Dal vangelo secondo Matteo (Mt 15, 21-28)
In quel tempo, partito di là, Gesù si ritirò verso la zona di Tiro e di Sidòne. Ed ecco una donna Cananèa, che veniva da quella regione, si mise a gridare: «Pietà di me, Signore, figlio di Davide! Mia figlia è molto tormentata da un demonio». Ma egli non le rivolse neppure una parola.
Allora i suoi discepoli gli si avvicinarono e lo implorarono: «Esaudiscila, perché ci viene dietro gridando!». Egli rispose: «Non sono stato mandato se non alle pecore perdute della casa d’Israele».
Ma quella si avvicinò e si prostrò dinanzi a lui, dicendo: «Signore, aiutami». Ed egli rispose: «Non è bene prendere il pane dei figli e gettarlo ai cagnolini». «È vero, Signore – disse la donna –, eppure i cagnolini mangiano le briciole che cadono dalla tavola dei loro padroni».
Allora Gesù le replicò: «Donna, grande è la tua fede! Avvenga per te come desideri». E da quell’istante sua figlia fu guarita.
Gesù oltrepassa i confini della Palestina e si reca a Tiro e Sidone. Lui non ha paura di scalfire le regole delle protezioni e delle sicurezze e soprattutto non ritiene che la verità possa circoscriversi in limitazioni e in schemi predeterminati e impacchettati.
Qui incontra una donna straniera che chiede la grazia per sua figlia. Una donna sull’orlo della disperazione e con una certezza in tasca: quell’uomo era il Figlio di Davide. Due sono le ipotesi: o la donna ha bleffato o qualcosa d’incomprensibile l’aveva spinta a trovare in Gesù qualcosa di diverso e di possibile. In altri termini non una fede da tavolino, non una fede della scrivania dove si programmano e scrivono le strategie di cammini solo sognati, ma una fede costruita sulla strada con il volto di una figlia. E’ una fede fatta di amore, una fede materna pari a quella proposta da Gesù e che nessuno degli apostoli era riuscito ancora a intravedere. E’ la stessa fede della Samaritana che aveva avuto fiducia più della brocca acqua che doveva portare al villaggio; è la stessa fede di Maria che ha parlato a Cana di Galilea dinanzi agli invitati del matrimonio senza farsi scrupoli; è la stessa fede della donna peccatrice che ha risposto a Gesù lasciando la vita passata e mettendosi alla sequela di quell’uomo che l’avrebbe condotta oltre le logiche della sessualità. L’essere donna non è data dal sentirsi o dal farsi ammirare, ma nel saper progettare una svolta che, attraverso la dimensione missionaria, conduce alla misericordia.

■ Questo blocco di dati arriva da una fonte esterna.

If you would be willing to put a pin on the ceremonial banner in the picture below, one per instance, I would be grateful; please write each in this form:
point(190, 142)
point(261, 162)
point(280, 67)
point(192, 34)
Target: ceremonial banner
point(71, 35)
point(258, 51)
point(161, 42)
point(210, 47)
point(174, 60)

La reazione di Gesù è dura e perentoria, ma la donna si prostra ai suoi piedi. Esattamente come i Magi, lontani e stranieri che sono arrivati alla grotta di Betlemme invocando aiuto e protezione; esattamente come il centurione romano che chiede la grazia per sua figlia; esattamente come tanti che hanno colto che solamente dai piedi di Gesù è possibile ricominciare una vita nuova. La donna cananea fa scuola: le prospettive della ripartenza cominciano dalle briciole.
Il cammino delle briciole è un’esperienza di fede senza steccati. E’ liberarsi dai preconcetti; è superare le barricate della multienicità e della multirazzialità, è smontare il formalismo della fede, è il costruire comunità senza diversità. Il cammino delle briciole si realizza SBRICIOLANDOSI contro la cultura dello scarto e delle divisioni, a volte fatte nel nome delle religioni.
Non si può continuare ad accettare le facciate di chi propone una fede degli schemi e degli schematismi. E’ necessario passare a proporre una dinamica della comunione e della solidarietà. Anche per un cammino di fede urge non adeguarsi a un sistema distruttivo.
Dobbiamo passare dalle briciole allo sbriciolarci. Costruire una Chiesa che va oltre i grandi numeri e le masse che garantiscono solo integralismo e formalismo. Se il capitalismo crea gli scarti e il totalitarismo distrugge le diversità, per superare spesso la logica di una “chiesa dell’ipocrisia” è il tempo di sbriciolarsi. Perché questo possa concretizzarsi, è necessario porre attenzione a chi non conta nulla, ribaltare in bene quanto è definito male; stare accanto alle famiglie “ferite” e ai ragazzi e giovani bombardati solo da ipocrite sfumature di divertimento, inventarsi un’economia di giustizia e di comunione proponendo l’attenzione verso i deboli; denunciare i massacri dei deboli e promuovere la vita umana.
Bisogna passare da una Chiesa frantumata a una comunità sbriciolata, perché nessuno è un errore. Anzi, dall’errore si sbriciola l’amore.